Our brains are the most complex Control Centre we know of, built with billions of nerve cells (neurons) and providing hundreds of electrical pulses per second. Each neuron makes about ten thousand connections to neighbouring neurons to the extent that there are about as many connections in a single cubic centimetre of brain tissue as there are stars in the Milky Way. Hardly surprising then, that when our Control Centre malfunctions, as is the case when depression strikes, it wreaks havoc with what we might otherwise call ‘normal’ processing and functioning.

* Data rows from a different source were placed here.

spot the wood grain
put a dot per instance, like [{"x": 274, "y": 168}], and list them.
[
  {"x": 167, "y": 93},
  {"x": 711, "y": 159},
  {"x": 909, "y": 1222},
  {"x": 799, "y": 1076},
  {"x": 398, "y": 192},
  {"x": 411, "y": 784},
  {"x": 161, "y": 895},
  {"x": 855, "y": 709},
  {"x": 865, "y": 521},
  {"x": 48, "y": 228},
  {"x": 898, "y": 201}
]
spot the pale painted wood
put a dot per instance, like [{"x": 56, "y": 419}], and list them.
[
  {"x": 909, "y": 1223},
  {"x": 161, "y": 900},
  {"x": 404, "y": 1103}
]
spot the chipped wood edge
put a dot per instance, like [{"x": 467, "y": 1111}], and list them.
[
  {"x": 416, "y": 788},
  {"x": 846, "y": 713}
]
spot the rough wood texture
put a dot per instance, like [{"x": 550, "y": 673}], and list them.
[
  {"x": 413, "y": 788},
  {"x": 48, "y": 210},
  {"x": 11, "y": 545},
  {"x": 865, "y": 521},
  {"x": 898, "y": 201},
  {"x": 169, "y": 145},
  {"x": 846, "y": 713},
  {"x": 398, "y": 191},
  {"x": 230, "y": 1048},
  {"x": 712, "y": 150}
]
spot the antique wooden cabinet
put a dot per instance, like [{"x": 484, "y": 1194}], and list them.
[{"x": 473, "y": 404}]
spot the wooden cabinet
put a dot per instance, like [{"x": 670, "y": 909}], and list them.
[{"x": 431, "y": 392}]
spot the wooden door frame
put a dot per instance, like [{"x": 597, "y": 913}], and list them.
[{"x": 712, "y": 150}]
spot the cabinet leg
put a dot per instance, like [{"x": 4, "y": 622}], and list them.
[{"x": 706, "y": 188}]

In practical terms, this means that a typical sufferer of depression may find themselves:
- Struggling to concentrate and process information
- Withdrawing from social interaction and loved ones
- Seeing things in very black and white, all-or-nothing terms
- Experiencing disturbed or excessive sleep patterns
- Feeling tired all the time, especially on waking up in the morning
- Skipping meals and daily hygiene routines
- Feeling a prolonged anxiety or sadness that they often can’t ascribe to any particular event
- Stopping hobbies and activities they used to like doing
- Feeling helpless and hopeless and worthless
- Suffering from low self-esteem and confidence
- Ruminating on problems and what’s not working
- Uncontrollably thinking negative and/ or destructive thoughts
When we see such profoundly negative changes in the well-being of our friends and loved ones, we often jump to the rescue with well-meaning comments, only to be met with a rebuttal, anger or the depressed person simply distancing themselves from us. The problem is that often what we say is born out of our own unease with how they are rather than out of a fundamental understanding of, and empathy with, the depressed person. In short, as tempting as it may seem to tell a loved one to try not to let themselves feel so depressed, or that there are others worse off, or the dreaded ‘just try and pull yourself together and get through it’, this approach is likely to do more harm than good.
Let me explain why…
Depression is not a choice. It isn’t due to weakness, moral failure or lack of willpower. If the person could do what you are suggesting, then they would, believe me! The problem is that they can’t, but focussing on it highlights their personal failure to get their life back on track. It reinforces what they already believe about themselves which is that they are a failure and there is no hope.
So how can you help someone suffering with depression?
- Let them know that you’re there for them – unconditionally. Depression can feel like the loneliest place in the world for the person affected. So make time to be with them. It doesn’t have to be for long periods of time. It doesn’t have to be intense. It doesn’t even have to be ‘in person’. A short “I can see you’re having a hard time at the moment; I’m here for you when you need me.” note is good enough. Just be available.
- Don’t judge. If you take them flowers and find a week later that they have let them die, get them some more. If you took them some fruit or a pastry but when you next visit it’s still there on the side, just pop it in the bin. Resist the temptation to form an opinion.
- Listen, really listen, to how they’re feeling but don’t even think about interpreting it – it’s their reality not yours. Offer a hug or a hand or a hanky, but just hold back from making a comment.
- Refrain from offering advice unless they ask for it. If you want to do something more, ask whether they would mind you washing the pots, or bringing round a meal or doing a spot or washing/ ironing/ gardening. And don’t be offended if they say ‘no’.
- Encourage them gently to keep to as normal a routine as possible and facilitate this where you can.
- Reassure them that their condition is temporary and treatable and they won’t always feel so bad. Direct them to any appropriate resources if they are open to this.
- Offer hope but not of the ‘unbridled’ kind. If you are a naturally exuberant person – the proverbial puppy dog with two tails – try and tone it down a little. Let them know that when all this is over (setting the expectation that things will indeed be better one day), you will still be there and so will they.
- If you can see the problem behind the depression, try and find a way to work with the individual to find an acceptable solution, but make sure the timing is right.
- Let them know you believe in them and it doesn’t matter if they don’t believe in themselves right now.
- Don’t make them feel any more guilty than they are already if you’re being negatively affected by their illness. They have enough to struggle with just trying to keep themselves afloat and will already be beating themselves up, without having the added guilt of knowing that they have brought you down with them. Find other ways to keep yourself mentally and emotionally well while you’re supporting the depressed person.
Depression is not a choice. It can strike anyone at any time. As Dorothy Rowe  writes; “It seems to be […] a period of unhappy withdrawal, an uncomfortable hibernation where the person comes to realise that something has gone wrong with his life and that something needs to be put right.” Help them put it right, their way.